Related Data and Programs:
ASA183, a MATLAB library which implements the Wichman-Hill pseudorandom number generator.
CIRCLE_GRID, a MATLAB library which computes grid points that lie inside a circle.
HISTOGRAM_DATA_2D_SAMPLE, a MATLAB program which demonstrates how to construct a Probability Density Function (PDF) from a frequency table over a 2D domain, and then to use that PDF to create new samples.
HISTOGRAM_PDF_SAMPLE, a MATLAB library which demonstrates how sampling can be done by starting with the formula for a PDF, creating a histogram, constructing a histogram for the CDF, and then sampling.
HISTOGRAM_PDF_2D_SAMPLE, a MATLAB library which demonstrates how uniform sampling of a 2D region with respect to some known Probability Density Function (PDF) can be approximated by decomposing the region into rectangles, approximating the PDF by a piecewise constant function, constructing a histogram for the CDF, and then sampling.

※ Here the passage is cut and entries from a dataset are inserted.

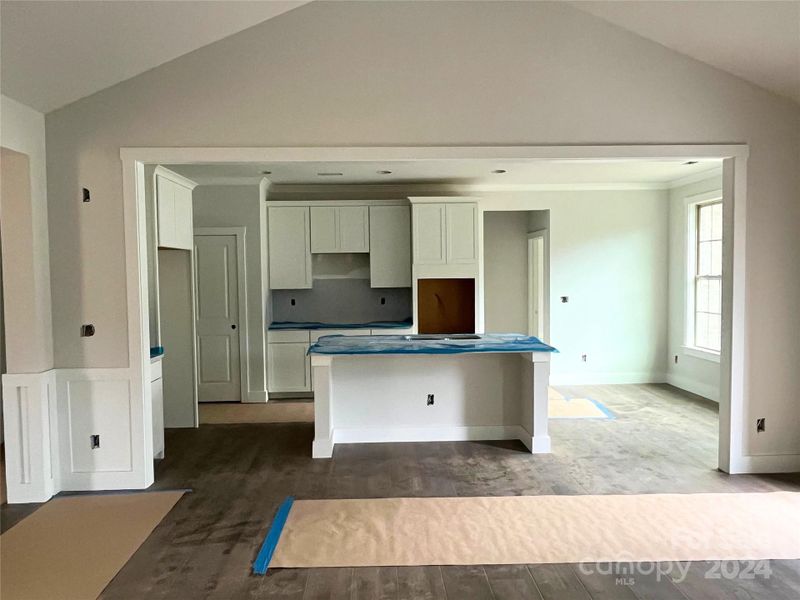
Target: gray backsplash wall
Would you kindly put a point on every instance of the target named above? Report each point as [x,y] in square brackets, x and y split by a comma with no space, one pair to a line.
[342,301]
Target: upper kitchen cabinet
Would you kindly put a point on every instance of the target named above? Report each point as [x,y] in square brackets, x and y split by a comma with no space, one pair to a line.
[289,248]
[446,233]
[390,246]
[174,202]
[340,229]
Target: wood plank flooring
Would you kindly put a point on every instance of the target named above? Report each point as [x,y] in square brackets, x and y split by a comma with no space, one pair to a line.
[663,440]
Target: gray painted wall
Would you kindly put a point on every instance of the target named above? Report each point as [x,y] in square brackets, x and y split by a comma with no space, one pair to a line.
[420,74]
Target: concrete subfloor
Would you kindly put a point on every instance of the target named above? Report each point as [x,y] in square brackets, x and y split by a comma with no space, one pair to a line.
[663,440]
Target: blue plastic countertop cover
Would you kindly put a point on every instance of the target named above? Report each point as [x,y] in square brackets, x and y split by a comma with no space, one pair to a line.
[278,325]
[400,344]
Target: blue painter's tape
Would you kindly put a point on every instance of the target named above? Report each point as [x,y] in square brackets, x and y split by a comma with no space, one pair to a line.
[603,408]
[273,536]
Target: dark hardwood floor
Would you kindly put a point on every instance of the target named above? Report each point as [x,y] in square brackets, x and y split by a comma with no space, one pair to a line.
[663,440]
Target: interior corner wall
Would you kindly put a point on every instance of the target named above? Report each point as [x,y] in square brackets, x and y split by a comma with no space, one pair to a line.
[697,375]
[26,273]
[505,271]
[609,256]
[240,206]
[555,76]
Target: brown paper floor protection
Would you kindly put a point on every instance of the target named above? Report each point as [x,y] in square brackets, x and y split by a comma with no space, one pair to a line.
[73,546]
[540,529]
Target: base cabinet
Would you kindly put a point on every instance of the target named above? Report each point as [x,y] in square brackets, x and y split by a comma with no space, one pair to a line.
[289,367]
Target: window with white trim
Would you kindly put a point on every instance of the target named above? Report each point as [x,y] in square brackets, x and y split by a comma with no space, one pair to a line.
[706,331]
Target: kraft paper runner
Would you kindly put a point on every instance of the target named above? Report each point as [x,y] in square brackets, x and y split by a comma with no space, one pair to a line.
[540,529]
[73,546]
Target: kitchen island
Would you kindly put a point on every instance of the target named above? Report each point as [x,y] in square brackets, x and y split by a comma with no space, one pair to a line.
[423,388]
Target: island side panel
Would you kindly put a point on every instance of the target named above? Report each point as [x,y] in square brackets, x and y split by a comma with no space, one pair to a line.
[384,398]
[534,401]
[322,373]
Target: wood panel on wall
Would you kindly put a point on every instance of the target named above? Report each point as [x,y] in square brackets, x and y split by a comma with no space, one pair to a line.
[446,305]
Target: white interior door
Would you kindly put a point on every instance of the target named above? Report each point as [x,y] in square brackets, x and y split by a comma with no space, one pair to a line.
[536,286]
[217,296]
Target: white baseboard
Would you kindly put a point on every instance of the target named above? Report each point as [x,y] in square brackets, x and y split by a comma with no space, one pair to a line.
[429,434]
[257,396]
[606,378]
[767,463]
[695,387]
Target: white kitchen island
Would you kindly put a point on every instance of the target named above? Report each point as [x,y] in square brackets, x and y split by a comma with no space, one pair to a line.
[393,388]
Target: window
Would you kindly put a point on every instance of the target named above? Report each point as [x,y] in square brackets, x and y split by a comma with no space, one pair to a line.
[706,333]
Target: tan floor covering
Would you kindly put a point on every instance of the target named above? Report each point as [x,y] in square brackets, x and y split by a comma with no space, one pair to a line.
[73,546]
[540,529]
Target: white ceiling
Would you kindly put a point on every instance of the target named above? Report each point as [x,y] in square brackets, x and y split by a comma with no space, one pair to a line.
[53,53]
[756,40]
[659,173]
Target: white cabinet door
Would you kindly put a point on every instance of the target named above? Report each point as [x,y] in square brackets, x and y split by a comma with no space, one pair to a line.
[390,246]
[324,232]
[429,234]
[339,229]
[165,200]
[289,368]
[462,233]
[184,226]
[289,248]
[353,226]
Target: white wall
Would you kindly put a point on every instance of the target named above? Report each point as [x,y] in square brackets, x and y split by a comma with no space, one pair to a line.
[29,338]
[505,272]
[240,206]
[420,74]
[697,375]
[608,255]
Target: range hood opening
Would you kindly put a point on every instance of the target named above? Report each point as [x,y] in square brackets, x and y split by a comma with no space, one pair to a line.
[446,306]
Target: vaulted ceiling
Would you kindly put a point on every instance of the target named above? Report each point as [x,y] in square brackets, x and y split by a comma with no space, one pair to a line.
[55,52]
[756,40]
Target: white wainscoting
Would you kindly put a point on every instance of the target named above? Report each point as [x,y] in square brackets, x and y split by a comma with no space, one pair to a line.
[101,402]
[30,426]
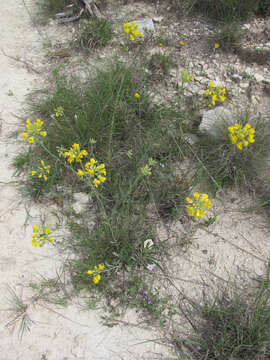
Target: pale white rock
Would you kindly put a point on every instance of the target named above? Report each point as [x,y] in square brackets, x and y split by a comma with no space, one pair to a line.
[245,27]
[244,85]
[201,80]
[81,197]
[236,77]
[191,139]
[248,71]
[213,120]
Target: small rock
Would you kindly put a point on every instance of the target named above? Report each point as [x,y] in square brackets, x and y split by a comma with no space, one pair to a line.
[191,139]
[245,27]
[78,207]
[158,19]
[212,120]
[248,71]
[244,85]
[258,77]
[236,77]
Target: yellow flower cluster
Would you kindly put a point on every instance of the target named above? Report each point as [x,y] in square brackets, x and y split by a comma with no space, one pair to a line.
[96,273]
[215,93]
[93,170]
[131,30]
[199,205]
[186,77]
[41,172]
[40,235]
[32,130]
[59,111]
[241,136]
[75,153]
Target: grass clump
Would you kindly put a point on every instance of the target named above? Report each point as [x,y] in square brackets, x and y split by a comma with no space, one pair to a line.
[230,164]
[230,326]
[51,7]
[105,138]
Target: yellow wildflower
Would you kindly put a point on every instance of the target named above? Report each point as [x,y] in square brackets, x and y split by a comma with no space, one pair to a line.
[96,273]
[40,235]
[199,206]
[241,136]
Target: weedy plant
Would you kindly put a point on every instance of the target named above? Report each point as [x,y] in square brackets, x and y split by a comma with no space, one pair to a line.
[18,309]
[104,137]
[232,157]
[229,325]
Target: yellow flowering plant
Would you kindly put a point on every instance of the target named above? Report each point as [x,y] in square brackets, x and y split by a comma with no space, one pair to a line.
[33,129]
[92,170]
[241,135]
[131,30]
[59,111]
[95,272]
[186,77]
[147,169]
[75,153]
[199,205]
[41,235]
[215,94]
[42,171]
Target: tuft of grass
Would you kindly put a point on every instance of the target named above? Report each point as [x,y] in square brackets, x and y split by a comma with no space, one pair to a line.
[140,144]
[228,165]
[231,325]
[19,313]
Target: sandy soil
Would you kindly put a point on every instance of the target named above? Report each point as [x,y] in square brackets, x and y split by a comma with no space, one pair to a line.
[236,246]
[56,333]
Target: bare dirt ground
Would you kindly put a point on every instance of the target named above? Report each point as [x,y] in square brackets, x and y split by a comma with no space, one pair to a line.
[236,246]
[56,333]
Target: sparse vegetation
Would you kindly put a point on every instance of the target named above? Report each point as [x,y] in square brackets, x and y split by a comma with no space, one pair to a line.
[141,160]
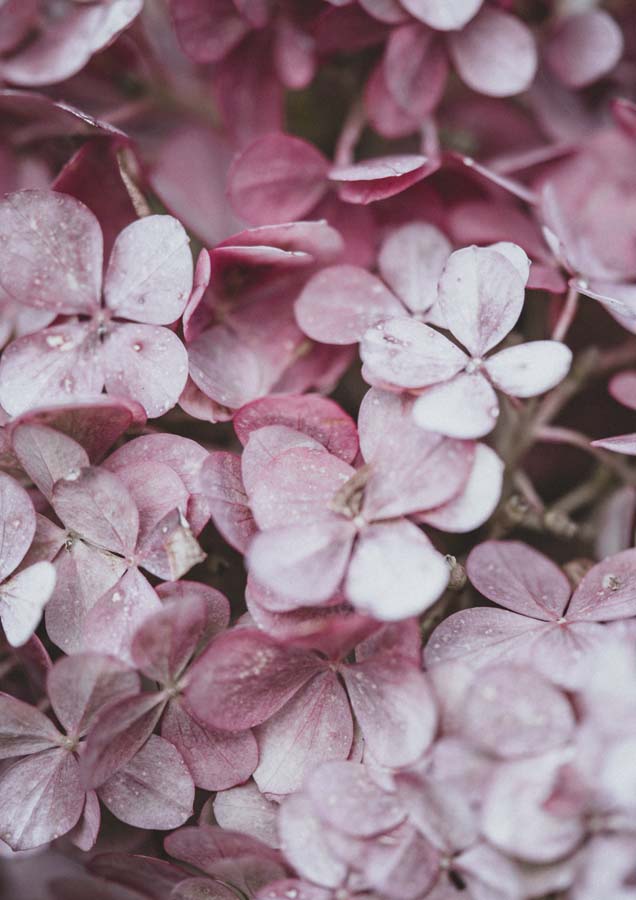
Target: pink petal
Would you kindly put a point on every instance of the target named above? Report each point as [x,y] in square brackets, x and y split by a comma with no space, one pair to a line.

RING_DATA , a MATLAB library which can create, plot, or save data generated by sampling a number of concentric, possibly overlapping rings.

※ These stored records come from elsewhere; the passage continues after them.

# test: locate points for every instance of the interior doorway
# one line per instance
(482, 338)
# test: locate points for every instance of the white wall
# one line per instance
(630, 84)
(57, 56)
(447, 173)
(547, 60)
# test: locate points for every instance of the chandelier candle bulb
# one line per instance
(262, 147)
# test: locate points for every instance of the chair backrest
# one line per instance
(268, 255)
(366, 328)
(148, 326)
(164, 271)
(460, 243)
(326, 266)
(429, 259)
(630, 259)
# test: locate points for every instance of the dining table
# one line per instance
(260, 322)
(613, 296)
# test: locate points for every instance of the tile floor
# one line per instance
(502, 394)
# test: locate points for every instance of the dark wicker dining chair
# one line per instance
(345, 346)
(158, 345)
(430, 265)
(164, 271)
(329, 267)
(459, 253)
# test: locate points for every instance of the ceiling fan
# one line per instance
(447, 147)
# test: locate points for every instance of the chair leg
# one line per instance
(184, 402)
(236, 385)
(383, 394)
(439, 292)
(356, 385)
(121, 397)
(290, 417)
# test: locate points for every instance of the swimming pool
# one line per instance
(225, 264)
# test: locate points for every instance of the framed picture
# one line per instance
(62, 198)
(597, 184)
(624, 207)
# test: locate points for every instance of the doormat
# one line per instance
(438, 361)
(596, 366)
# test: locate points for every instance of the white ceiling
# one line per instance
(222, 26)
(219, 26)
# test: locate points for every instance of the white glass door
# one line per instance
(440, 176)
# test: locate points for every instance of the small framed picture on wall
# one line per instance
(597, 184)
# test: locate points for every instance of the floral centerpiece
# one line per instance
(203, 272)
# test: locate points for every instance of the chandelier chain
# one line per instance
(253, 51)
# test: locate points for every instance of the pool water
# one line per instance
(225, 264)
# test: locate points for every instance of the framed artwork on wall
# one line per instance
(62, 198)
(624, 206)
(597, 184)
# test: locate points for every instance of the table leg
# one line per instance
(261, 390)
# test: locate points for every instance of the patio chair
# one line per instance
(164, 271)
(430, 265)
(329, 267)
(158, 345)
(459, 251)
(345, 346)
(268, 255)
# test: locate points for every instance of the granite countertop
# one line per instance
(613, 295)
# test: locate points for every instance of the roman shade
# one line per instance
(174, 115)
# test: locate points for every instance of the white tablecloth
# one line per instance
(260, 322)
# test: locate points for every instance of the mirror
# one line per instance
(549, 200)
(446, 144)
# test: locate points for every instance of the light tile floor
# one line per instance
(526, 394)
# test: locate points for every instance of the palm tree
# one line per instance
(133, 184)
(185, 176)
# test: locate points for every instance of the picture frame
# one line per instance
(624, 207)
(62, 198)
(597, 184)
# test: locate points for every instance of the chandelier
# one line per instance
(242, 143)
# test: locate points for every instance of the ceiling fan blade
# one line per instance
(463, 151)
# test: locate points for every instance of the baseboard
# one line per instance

SAMMON_DATA, a MATLAB program which generates six sets of M-dimensional data for cluster analysis.
SIMPLEX_COORDINATES, a MATLAB library which computes the Cartesian coordinates of the vertices of a regular simplex in M dimensions.
TETRAHEDRON_GRID, a MATLAB library which computes a tetrahedral grid of points.

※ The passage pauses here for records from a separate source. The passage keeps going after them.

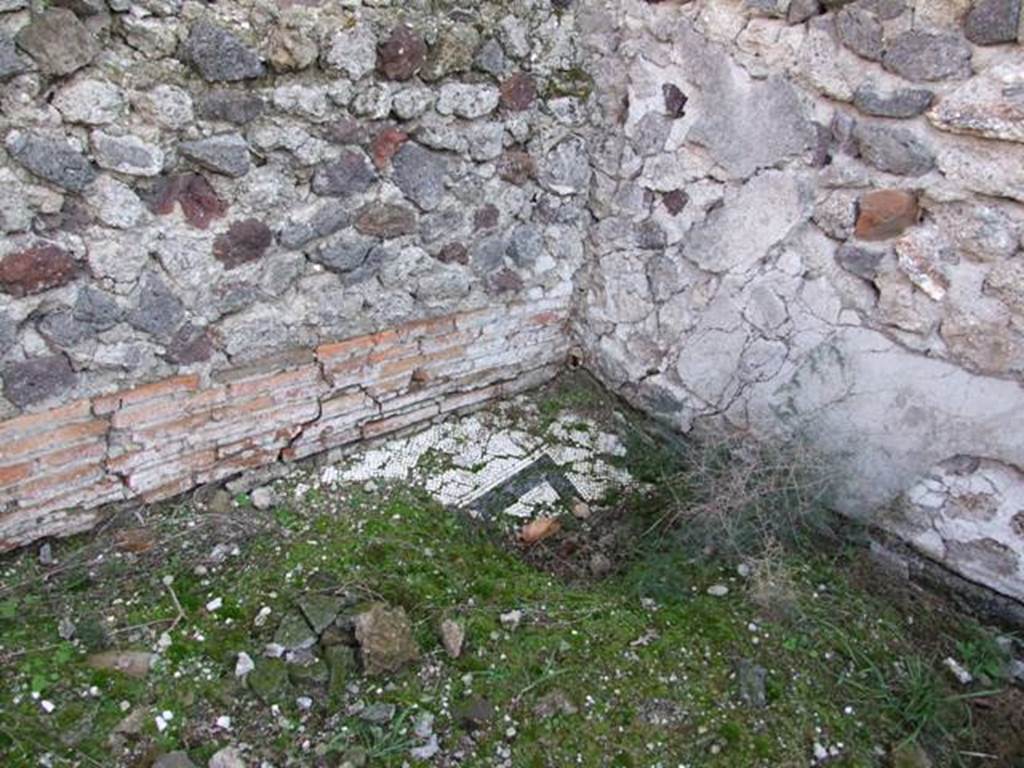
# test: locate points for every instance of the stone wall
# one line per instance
(192, 193)
(796, 216)
(808, 221)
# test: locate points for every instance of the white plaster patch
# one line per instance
(461, 460)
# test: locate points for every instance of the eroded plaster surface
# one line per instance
(808, 222)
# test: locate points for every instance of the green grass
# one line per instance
(847, 671)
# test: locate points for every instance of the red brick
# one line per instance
(168, 489)
(549, 317)
(426, 328)
(45, 421)
(393, 423)
(92, 452)
(460, 400)
(73, 434)
(181, 465)
(44, 485)
(269, 384)
(322, 437)
(14, 472)
(168, 387)
(345, 349)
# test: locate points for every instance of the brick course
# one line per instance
(157, 440)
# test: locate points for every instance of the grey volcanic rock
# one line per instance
(127, 154)
(350, 174)
(860, 32)
(37, 379)
(344, 252)
(58, 42)
(902, 102)
(158, 310)
(922, 56)
(420, 174)
(240, 108)
(219, 55)
(10, 61)
(226, 154)
(893, 150)
(51, 160)
(993, 22)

TETRAHEDRON_MONTE_CARLO, a MATLAB program which uses the Monte Carlo method to estimate integrals over a tetrahedron.
Random Data Generator C#
TETRAHEDRON_SAMPLES, a dataset directory which contains examples of sets of sample points from the unit tetrahedron.
Random Data Generator Online
TRIANGLE_GRID, a MATLAB library which computes a triangular grid of points.
TRIANGLE_HISTOGRAM, a MATLAB program which computes histograms of data on the unit triangle.
Random Data Generator Excel
TRIANGLE_MONTE_CARLO, a MATLAB program which uses the Monte Carlo method to estimate integrals over a triangle.
TRIANGLE_SAMPLES, a dataset directory which contains examples of sets of sample points from the unit triangle.
UNIFORM, a MATLAB library which samples the uniform random distribution.
Source Code:
bad_in_simplex01.m is a 'bad' (nonuniform) sampling of the unit simplex.
brownian.m creates Brownian motion points.
dpo_fa.m factors a real symmetric positive definite matrix.
dpo_sl.m solves a linear system factored by DPO_CO or DPO_FA.
direction_uniform_nd.m generates a random direction vector.
grid_in_cube01.m generates grid points in the unit hypercube.
grid_side.m finds the smallest grid containing at least N points.
halham_dim_num_check.m checks DIM_NUM for a Halton or Hammersley sequence.
halham_leap_check.m checks LEAP for a Halton or Hammersley sequence.
halham_n_check.m checks N for a Halton or Hammersley sequence.
halham_seed_check.m checks SEED for a Halton or Hammersley sequence.
halham_step_check.m checks STEP for a Halton or Hammersley sequence.
halton_base_check.m checks BASE for a Halton sequence.
halton_in_circle01_accept.m accepts Halton points in the unit circle.
halton_in_circle01_map.m maps Halton points into the unit circle.
halton_in_cube01.m generates Halton points in the unit hypercube.
hammersley_base_check.m is TRUE if BASE is legal.
hammersley_in_cube01.m generates Hammersley points in the unit hypercube.
i4_factorial.m computes the factorial N!
i4_modp.m returns the nonnegative remainder of integer division.
i4_to_halton.m computes one element of a leaped Halton subsequence.
i4_to_halton_sequence.m computes N elements of a leaped Halton subsequence.
i4_to_hammersley.m computes one element of a leaped Hammersley subsequence.
i4_to_hammersley_sequence.m computes N elements of a leaped Hammersley subsequence.
i4_uniform_ab.m returns a pseudorandom I4 between A and B.
i4vec_transpose_print.m prints an integer vector 'transposed'.
ksub_random2.m selects a random subset of size K from a set of size N.
normal.m creates normally distributed points.
normal_circular.m creates circularly normal points.
normal_multivariate.m samples a multivariate normal distribution.